Oluyede’s central argument is as straightforward as it is demanding that the quality of governance a people receive is inseparable from the quality of choices they make at the ballot box. It is a position that sounds obvious until you sit with the full implications of what it requires, not just the act of voting, but voting with intention, with information, with resistance to the inducements and intimidations that have historically shaped electoral outcomes in Ekiti and across Nigeria more broadly. A ballot revolution, in this framing, is not about violence or rupture. It is about consciousness, a collective awakening to the idea that the power to determine who governs, and therefore how life is lived in Ekiti, resides not in Abuja or in the offices of political godfathers but in the hands of ordinary Ekiti people standing in a queue on election day.

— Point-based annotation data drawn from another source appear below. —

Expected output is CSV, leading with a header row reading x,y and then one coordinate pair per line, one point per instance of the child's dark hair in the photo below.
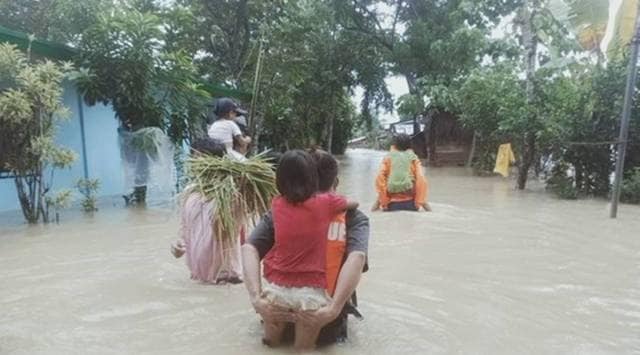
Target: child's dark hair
x,y
327,169
402,141
273,157
208,146
297,176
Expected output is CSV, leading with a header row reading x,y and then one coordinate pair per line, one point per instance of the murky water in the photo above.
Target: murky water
x,y
492,270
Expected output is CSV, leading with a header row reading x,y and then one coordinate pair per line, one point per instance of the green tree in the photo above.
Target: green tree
x,y
55,20
30,109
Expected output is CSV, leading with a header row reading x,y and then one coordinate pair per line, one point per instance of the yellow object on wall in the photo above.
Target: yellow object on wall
x,y
504,159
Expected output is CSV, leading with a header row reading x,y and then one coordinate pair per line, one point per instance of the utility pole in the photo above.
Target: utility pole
x,y
256,88
626,114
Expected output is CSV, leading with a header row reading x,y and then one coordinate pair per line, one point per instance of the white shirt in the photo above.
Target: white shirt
x,y
224,130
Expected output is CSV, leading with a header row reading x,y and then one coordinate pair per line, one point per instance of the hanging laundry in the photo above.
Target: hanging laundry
x,y
504,159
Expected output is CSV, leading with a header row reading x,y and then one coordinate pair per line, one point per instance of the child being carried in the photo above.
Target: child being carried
x,y
295,268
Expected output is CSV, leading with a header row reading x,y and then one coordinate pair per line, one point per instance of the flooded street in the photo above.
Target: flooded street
x,y
490,271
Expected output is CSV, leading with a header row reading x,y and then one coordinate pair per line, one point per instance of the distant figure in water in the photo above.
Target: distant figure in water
x,y
227,130
401,184
210,258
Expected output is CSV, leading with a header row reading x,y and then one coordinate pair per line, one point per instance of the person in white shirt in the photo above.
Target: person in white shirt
x,y
225,129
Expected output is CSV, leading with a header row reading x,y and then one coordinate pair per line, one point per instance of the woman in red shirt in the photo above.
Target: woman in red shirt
x,y
295,268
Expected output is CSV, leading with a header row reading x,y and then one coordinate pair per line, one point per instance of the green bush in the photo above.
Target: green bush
x,y
631,188
562,185
88,188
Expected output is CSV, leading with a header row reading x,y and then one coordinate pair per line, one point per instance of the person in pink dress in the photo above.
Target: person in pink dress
x,y
210,258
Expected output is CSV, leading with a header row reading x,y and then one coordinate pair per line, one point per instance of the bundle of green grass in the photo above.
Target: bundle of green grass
x,y
240,190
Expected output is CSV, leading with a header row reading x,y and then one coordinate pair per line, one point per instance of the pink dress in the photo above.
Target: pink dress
x,y
210,259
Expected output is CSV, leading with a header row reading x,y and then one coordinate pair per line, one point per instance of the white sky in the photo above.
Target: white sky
x,y
398,86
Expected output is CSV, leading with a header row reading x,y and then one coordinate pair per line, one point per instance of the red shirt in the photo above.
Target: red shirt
x,y
299,254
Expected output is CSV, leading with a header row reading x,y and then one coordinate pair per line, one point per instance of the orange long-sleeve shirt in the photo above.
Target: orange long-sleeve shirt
x,y
421,187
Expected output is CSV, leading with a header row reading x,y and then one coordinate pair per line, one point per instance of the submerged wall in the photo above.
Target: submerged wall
x,y
100,158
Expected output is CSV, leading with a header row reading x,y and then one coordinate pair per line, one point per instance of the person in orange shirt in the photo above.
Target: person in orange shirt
x,y
401,184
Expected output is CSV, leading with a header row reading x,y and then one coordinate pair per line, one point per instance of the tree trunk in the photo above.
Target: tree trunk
x,y
531,46
330,134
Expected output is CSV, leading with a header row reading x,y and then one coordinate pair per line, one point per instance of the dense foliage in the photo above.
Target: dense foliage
x,y
546,83
30,109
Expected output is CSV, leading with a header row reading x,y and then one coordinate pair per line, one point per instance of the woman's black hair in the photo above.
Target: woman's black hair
x,y
402,141
208,146
327,168
297,176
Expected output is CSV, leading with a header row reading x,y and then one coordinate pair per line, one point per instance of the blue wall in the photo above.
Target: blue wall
x,y
102,151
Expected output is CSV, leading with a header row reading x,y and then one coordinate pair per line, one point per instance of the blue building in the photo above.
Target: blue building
x,y
91,132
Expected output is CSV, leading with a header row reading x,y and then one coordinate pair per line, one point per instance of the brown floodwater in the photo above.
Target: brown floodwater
x,y
490,271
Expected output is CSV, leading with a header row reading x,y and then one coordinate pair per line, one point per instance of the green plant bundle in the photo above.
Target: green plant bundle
x,y
240,190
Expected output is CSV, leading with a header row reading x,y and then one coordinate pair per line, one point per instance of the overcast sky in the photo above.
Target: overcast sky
x,y
398,86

The timing of this message matters. Ekiti State has a political history that is simultaneously rich with civic energy and scarred by the kind of electoral manipulation that has repeatedly produced a gap between what voters intended and what governance ultimately delivered. The state has punched above its weight in producing educated, articulate, and politically engaged citizens, and yet the translation of that civic energy into consistently accountable governance has remained an unfinished project. Oluyede’s invocation of a ballot revolution speaks directly to that frustration, naming it without euphemism and challenging the electorate to respond to it differently this time.

Good governance, as Oluyede frames it, is not a gift that falls from the sky or filters down from the goodwill of powerful men. It is extracted, demanded, insisted upon, voted into existence by people who refuse to accept the alternative. In Ekiti, where the 2026 governorship race is shaping up as one of the more consequential electoral contests in the South-West, that extraction will require exactly the kind of collective civic discipline that the ballot revolution concept demands. Candidates will make promises. Party structures will deploy resources. And voters will, as they always do, face the moment of truth in the polling booth where everything that has been said publicly must be weighed against everything that has been felt personally.

What Oluyede is betting on, and what his ballot revolution message implicitly trusts, is that Ekiti voters are capable of making that moment count. It is a bet on the electorate’s intelligence, dignity, and appetite for change that many in Nigerian politics are reluctant to make. Whether the people of Ekiti vindicate that bet when it matters most will be the real story of this election, and it is a story that no political strategist, no party machine, and no amount of campaign spending can fully script in advance.